En effet, comme tous les hommes qui m’ont appris qu’il y a une ville de Rome, ne peuvent s’accorder à se jouer de ma crédulité, il est impossible aussi que toutes les parties de la nature conspirent à me tromper en me montrant les caractères d’une sagesse qui n’existe point réellement.

Il est certain même que cette dernière preuve, à quelque égard, a l’avantage sur la première, en ce que tous les hommes ont en eux des principes d’erreur et d’imposture ; au lieu que les parties de la nature n’en ont point, et qu’ainsi le témoignage général des hommes est moins infaillible que le témoignage général des parties de l’univers, s’il est permis de nommer ainsi l’accord de tous les ouvrages de la nature à nous mettre devant les yeux la sagesse de leur auteur.

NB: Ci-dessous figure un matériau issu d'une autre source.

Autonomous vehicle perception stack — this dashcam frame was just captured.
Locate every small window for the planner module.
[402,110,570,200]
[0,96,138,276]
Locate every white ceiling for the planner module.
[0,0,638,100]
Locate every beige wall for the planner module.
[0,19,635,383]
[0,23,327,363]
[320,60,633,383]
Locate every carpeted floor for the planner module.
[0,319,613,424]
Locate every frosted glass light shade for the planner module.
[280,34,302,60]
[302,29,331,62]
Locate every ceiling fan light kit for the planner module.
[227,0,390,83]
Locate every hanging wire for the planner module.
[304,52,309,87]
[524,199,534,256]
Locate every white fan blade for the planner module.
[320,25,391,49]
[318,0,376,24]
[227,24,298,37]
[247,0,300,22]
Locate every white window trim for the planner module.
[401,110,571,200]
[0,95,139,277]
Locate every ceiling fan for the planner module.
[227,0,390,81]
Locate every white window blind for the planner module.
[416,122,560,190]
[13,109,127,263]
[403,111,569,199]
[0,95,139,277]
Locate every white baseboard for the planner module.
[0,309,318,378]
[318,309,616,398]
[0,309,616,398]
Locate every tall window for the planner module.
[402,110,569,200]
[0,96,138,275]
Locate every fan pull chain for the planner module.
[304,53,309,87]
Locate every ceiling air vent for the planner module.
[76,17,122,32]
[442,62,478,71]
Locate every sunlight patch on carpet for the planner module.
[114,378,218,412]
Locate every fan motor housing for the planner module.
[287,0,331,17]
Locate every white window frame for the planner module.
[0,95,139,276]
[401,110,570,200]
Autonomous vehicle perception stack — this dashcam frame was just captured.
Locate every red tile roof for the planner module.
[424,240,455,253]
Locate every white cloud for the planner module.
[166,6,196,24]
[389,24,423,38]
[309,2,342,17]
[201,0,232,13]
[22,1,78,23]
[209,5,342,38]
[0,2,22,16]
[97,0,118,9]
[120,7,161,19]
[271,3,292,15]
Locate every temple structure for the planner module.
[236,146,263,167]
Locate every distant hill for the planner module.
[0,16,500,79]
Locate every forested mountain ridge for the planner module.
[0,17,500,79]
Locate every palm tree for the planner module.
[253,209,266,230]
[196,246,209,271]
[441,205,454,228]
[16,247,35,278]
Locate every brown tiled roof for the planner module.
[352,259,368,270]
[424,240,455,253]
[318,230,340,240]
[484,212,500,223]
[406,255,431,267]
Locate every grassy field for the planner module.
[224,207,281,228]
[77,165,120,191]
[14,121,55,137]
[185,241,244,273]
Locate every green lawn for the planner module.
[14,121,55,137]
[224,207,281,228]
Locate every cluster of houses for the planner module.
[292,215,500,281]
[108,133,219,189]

Il ne faut donc que considérer si nous pouvons nous défendre de reconnaître dans la nature ces caractères de sagesse que nous croyons y avoir remarqués. La sagesse emporte deux choses, comme chacun sait : un dessein, et le choix de certains moyens qui se rapportent à ce dessein : on n’est donc en peine que de savoir si vous pouvez remarquer quelque dessein dans les ouvrages de l’univers, ou s’il y a quelque cause qui agisse pour une fin ; en quoi certainement il y a peu de difficultés. Il faut sans doute avoir perdu la raison pour douter que nous n’ayons des yeux pour voir, des oreilles pour ouïr, un odorat pour flairer, une voix pour nous faire entendre, des pieds pour marcher, les plantes des pieds plates pour pouvoir nous tenir debout, un cœur pour faire ou pour recevoir le sang, des veines pour le contenir, des esprits pour le faire mouvoir, des artères pour faire battre les veines, des nerfs pour recevoir les esprits ; et quand nous voyons que nos yeux ne sont point dans nos pieds, d’où ils ne pourraient pas voir les objets ; que notre bouche a une communication avec notre estomac, sans laquelle nous demeurerions privés de nourriture, nous ne croyons pas sans doute que tout cela se trouve ainsi fait sans dessein.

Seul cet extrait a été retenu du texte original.